U.S. employers are set to increase their budgets for raises by 3.9% in 2022, according to the latest Conference Board Salary Increase Budget Survey released Tuesday. That’s the highest rate hike since 2008. 

In April, 240 employers surveyed said they were only planning to increase 2022 salary budgets by 3.0%. But the 3.9% increase revealed in the latest survey means that many have been forced to increase their 2022 salary budgets in the last six months. Nearly half of companies, 46%, say this year’s wage increase for new hires played a factor in bumping up budgets for 2022, while 39% cited inflation as a factor, according to Conference Board

Yet a 3.9% increase probably still won’t cover the effects of inflation for many employees. The cost of goods and services jumped 6.2% over the past year, according to the latest report from U.S. Bureau of Labor Statistics. And experts, including Treasury Secretary Janet Yellen, expect inflation to continue at high levels into late next year. 

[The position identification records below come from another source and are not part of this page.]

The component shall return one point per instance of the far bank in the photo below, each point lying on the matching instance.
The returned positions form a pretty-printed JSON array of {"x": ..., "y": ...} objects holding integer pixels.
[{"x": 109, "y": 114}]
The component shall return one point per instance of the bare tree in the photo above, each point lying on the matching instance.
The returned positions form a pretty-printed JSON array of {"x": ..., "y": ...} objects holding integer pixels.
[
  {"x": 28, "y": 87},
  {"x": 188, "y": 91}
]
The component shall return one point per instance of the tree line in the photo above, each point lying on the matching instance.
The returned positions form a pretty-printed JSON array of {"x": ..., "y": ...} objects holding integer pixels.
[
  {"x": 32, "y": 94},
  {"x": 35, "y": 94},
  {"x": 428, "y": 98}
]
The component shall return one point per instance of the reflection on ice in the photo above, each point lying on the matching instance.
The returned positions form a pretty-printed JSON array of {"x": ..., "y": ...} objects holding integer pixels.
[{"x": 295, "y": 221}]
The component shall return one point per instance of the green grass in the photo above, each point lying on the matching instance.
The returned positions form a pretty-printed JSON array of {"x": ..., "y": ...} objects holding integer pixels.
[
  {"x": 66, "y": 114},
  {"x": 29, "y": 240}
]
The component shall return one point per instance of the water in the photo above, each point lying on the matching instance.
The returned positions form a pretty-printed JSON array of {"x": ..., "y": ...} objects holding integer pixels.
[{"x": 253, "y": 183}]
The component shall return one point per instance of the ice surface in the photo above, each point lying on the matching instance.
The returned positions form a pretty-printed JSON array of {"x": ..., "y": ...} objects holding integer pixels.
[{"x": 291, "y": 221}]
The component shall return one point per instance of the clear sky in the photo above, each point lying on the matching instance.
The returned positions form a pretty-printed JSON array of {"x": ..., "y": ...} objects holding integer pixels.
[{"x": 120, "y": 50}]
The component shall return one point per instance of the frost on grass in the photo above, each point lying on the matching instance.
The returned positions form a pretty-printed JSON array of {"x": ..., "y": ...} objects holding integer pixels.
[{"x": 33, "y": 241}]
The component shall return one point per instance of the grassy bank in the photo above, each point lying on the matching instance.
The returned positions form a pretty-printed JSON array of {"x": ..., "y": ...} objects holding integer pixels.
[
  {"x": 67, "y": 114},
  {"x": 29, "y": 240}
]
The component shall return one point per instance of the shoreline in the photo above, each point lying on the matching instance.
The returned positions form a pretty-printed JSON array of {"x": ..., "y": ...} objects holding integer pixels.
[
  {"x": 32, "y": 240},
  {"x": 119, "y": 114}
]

Bottom line, that means that those who don’t receive a raise that’s at least a 6% increase will essentially be earning less in real terms. 

“Many companies determined their salary increase budgets earlier in 2021, before the full extent of the pickup in inflation and wage growth was evident, and before they knew how much other companies would be raising salary increase budgets,” writes report author Gad Levanon, who heads the Labor Market Institute at Conference Board.

Payscale, an employee compensation data and software firm, also found that companies’ 2021 pay increases were well below the annual inflation rate and the increases planned for 2022 fall similarly below inflation levels. 

“Even if the inflation rate slowed in future quarters, wages will still have to catch up from the value they’ve already lost,” Payscale noted in its 2021 Wage & Labor Market Trends report published earlier this year. National wage growth during the third quarter of 2021 increased 2.7% year over year, according to the PayScale Index. Yet as of the end of September, real wages—which factor in the effect of inflation—are actually down 0.5% year over year. 

But rising inflation and a raging talent war could force more employers to increase employee wages.

“Salary increase budgets may be adjusted upwards in the coming months as more companies adjust their policies to account for the acceleration in wages and inflation,” Levanon said.